Сам пить не стал, объясняя, что за рулем.
Кофе, коньяк и три куска ветчины, положенные на три куска сыра, как на хлеб, сделали свое дело. Мне стало сытно, уютно и хорошо.
Само собой возникло ощущение, что я знаю этого человека давно, тыщу лет. А между тем, он по-прежнему ничего о себе не рассказывал. Только то, что из столицы и зовут его Вадим Свиридович. Или Свиридович? А может он Сильвестр, как Сталлоне. А может это его родственник? Нет, он вроде как бы говорил, что его родственники отсюда, из этих краев. Хотя, у Сталлоне тоже вроде бабка из-под Одессы. Это недалеко. Он здесь что-то ищет. Или кого-то… Не помню…
От выпитого кофе с коньяком я постепенно проваливалась куда-то в теплую и уютную дрему. Хорошо… Никуда не надо спешить. Сквозь затемненные окна не видно день на улице или вечер. Главное, не жарко. А я так устала, мне так хочется отдохнуть… Но это – чужая машина… Неудобно…
А! Не всё ли равно…
Я свернулась калачиком и закрыла глаза.
Проснулась от того, что мне стало холодно. В салоне во всю шарашил кондиционер. Когда открыла глаза, не сразу поняла – где нахожусь. Лежать было немного тесно. Одна нога затекла, другая рука занемела и не слушалась.
Я огляделась и сразу всё вспомнила. Удар, обморок, ремонт и перекус с новым знакомым. Да, ещё было кофе с коньяком.
В салоне машины было тихо. Судя по всему, я была одна. Неожиданно водительская дверца открылась. Солнечный свет хлынул мне прямо в лицо.
– Проснулась? Отдохнула? Вот и замечательно! Всё готово. Я рассчитался. Поехали.
– Я долго спала?
– Не очень. Это коньяк. После такого удара головой тебе нельзя было пить.
– Нет. Это кофе. Хороший кофе на меня часто так действует, и я засыпаю. Хотя ты прав. С моей головой явно не все в порядке. Немного болит и кружится. Так куда едем?
– В гостиницу. Мне же надо где-то остановиться, поставить машину.
– Но мне надо домой.
Он согласно кивнул головой, включая зажигание.
– Надо, значит надо. Поехали. Показывай.
– Что тут ехать. Чуть выше по улице, за углом.
– Отлично! Командуй.
Вадим так интересно разговаривал. Очень короткими фразами, как приказами. Общаясь с ним, я невольно переняла эту манеру говорить. Кстати, так и не заметила, как мы перешли на «ты».
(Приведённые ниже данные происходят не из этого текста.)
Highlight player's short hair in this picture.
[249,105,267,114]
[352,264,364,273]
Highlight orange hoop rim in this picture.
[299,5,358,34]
Вот что значит немного поспать в машине чужого мужика – проснулась и сразу на «ты».
Сверкающая громадина внедорожника, как ни странно, легко уместилась в нашем небольшом дворе, увитом со всех сторон виноградом. Здесь даже в летний зной никогда не было жарко, так плотно оплела лоза прутья старого навеса.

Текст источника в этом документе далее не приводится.